Le peloton est formé d’hier et ça barde. Je vous assure que l’on fait des kilomètres de pas cadencé dans une journée. Hier nous avons été au tir et fait l’exercice jusqu’à cinq heures et huit heures du soir, en route 10 km et une heure de service de patrouilles et de sentinelle la nuit. On est rentré à 11h15 et, ce matin, à 5 heure nouveau départ et marche… le résultat a été que sur 78 qui étions au peloton lundi matin, nous restons 52, mais on va marcher dur jusqu’à ce qu’il n’en reste que 40… !
8 juin 1915 :
Toujours au camp de Chalon, en formation
10 juin 1915 :
C’est de mon écurie que je vous écris. Nous sommes partis hier avec armes et bagages et cantonnons à Saint-Gobain pour 15 jours à 3 semaines pendant que l’on désinfecte les casernes. On est logé sur la paille… passé la revue à 4 heures avec les treillis, que l’on venait de laver, sur le dos. Je suis logé sous les vitres et sous de la tôle galvanisée, aussi on y grille le jour et avec nos treillis on y gèle le soir. Si vous venez dimanche, vous n’oublierez pas non plus de garnir mon porte-monnaie. J’en ai encore mais pas de quoi aller bien loin.

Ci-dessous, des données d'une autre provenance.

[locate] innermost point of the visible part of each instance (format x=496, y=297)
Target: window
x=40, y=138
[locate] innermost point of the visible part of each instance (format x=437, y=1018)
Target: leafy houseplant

En attendant de vos nouvelles, je vous embrasse tous bien fort, votre fils.
17 juin 1915 :
Toujours à Saint-Gobain. Nous ne partons que dans 20 à 25 jours car il y a eu un nouvel examen des écuries par le général, et surtout parce qu’ils n’ont pas trouvé d’emplacement assez grand dans les environs pour nous loger. Aussi je crois que nous irons à Carnot au bout de notre stage. J’ai pris la garde dimanche soir de 5 heures à lundi soir 5 heures. J’ai fait 10 heures de service aussi j’en avais bien assez. 17 h à 19h, 23 h à 1h, 3 h à 5h, 11 h à 13h, 15 h à 17 heures. Ce matin nous sommes partis en marche à 3 heures pour rentrer à 10 heures, les cartouches à blanc pétaient de tous les côtés.
Faites-moi donc envoyer mon vélo avec le paletot gris et la casquette attachée sur le vélo, et j’irai à Tournus dimanche en vélo.
28 juin 2015 :
J’ai reçu votre paquet et vous en remercie bien pour tout ce qu’il contient. Je suis toujours pareil mais je suis peut-être moins enrhumé du cerveau, mais j’ai mal à la tête tout le temps. J’ai été à la visite hier et j’ai eu 2 jours exempts de service ; aussi tant que cela n’ira pas mieux, je vais continuer d’y aller. Je mange mes bicots et vais attendre que je sens le goût des aliments pour manger le pâté…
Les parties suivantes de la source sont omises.